Simple Two-State Protein Folding Kinetics Requires Near-Levinthal Thermodynamic Cooperativity
Huseyin Kaya, Hue Sun Chan

TL;DR
This paper demonstrates that simple two-state protein folding kinetics require near-Levinthal thermodynamic cooperativity, which can be achieved through models with many-body interactions, providing insights into protein energetics and folding behavior.
Contribution
The study introduces models with many-body interactions that reproduce two-state folding kinetics and high thermodynamic cooperativity, highlighting the importance of native structure recognition beyond pairwise interactions.
Findings
Models with many-body interactions achieve two-state kinetics.
High thermodynamic cooperativity correlates with native and denatured state separation.
Folding rate decreases with increasing native contact order, aligning with experimental trends.
Abstract
Simple two-state folding kinetics of many small single-domain proteins are characterized by chevron plots with linear folding and unfolding arms consistent with a two-state description of equilibrium thermodynamics.
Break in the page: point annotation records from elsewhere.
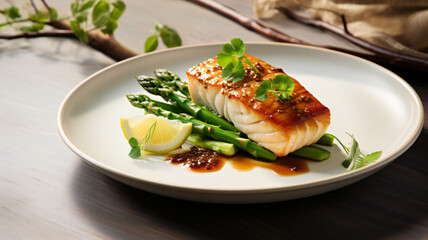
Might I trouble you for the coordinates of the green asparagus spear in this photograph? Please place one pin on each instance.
(205, 129)
(173, 81)
(224, 148)
(156, 87)
(326, 139)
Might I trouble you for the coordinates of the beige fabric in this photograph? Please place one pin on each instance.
(398, 25)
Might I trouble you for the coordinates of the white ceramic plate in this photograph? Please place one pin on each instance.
(379, 108)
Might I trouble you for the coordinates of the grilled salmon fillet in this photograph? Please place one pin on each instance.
(281, 127)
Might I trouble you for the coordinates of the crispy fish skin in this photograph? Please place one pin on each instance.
(281, 127)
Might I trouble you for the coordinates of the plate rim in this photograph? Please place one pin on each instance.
(314, 183)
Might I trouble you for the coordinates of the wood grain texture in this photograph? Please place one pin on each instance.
(47, 192)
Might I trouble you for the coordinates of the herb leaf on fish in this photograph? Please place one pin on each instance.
(282, 86)
(231, 59)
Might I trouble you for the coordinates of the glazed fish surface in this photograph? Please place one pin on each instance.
(281, 127)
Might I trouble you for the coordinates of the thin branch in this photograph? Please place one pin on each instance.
(248, 22)
(106, 44)
(54, 33)
(344, 24)
(380, 56)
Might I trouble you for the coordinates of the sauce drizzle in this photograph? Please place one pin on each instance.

This phenomenon is hereby recognized as a nontrivial heteropolymer property capable of providing fundamental insight into protein energetics. Many current protein chain models, including common lattice and continuum G\=o models with explicit native biases, fail to reproduce this generic protein property. Here we show that simple two-state kinetics is obtainable from models with a cooperative interplay between core burial and local conformational propensities or an extra strongly favorable energy for the native structure. These predictions suggest that intramolecular recognition in real two-state proteins is more specific than that envisioned by common G\=o-like constructs…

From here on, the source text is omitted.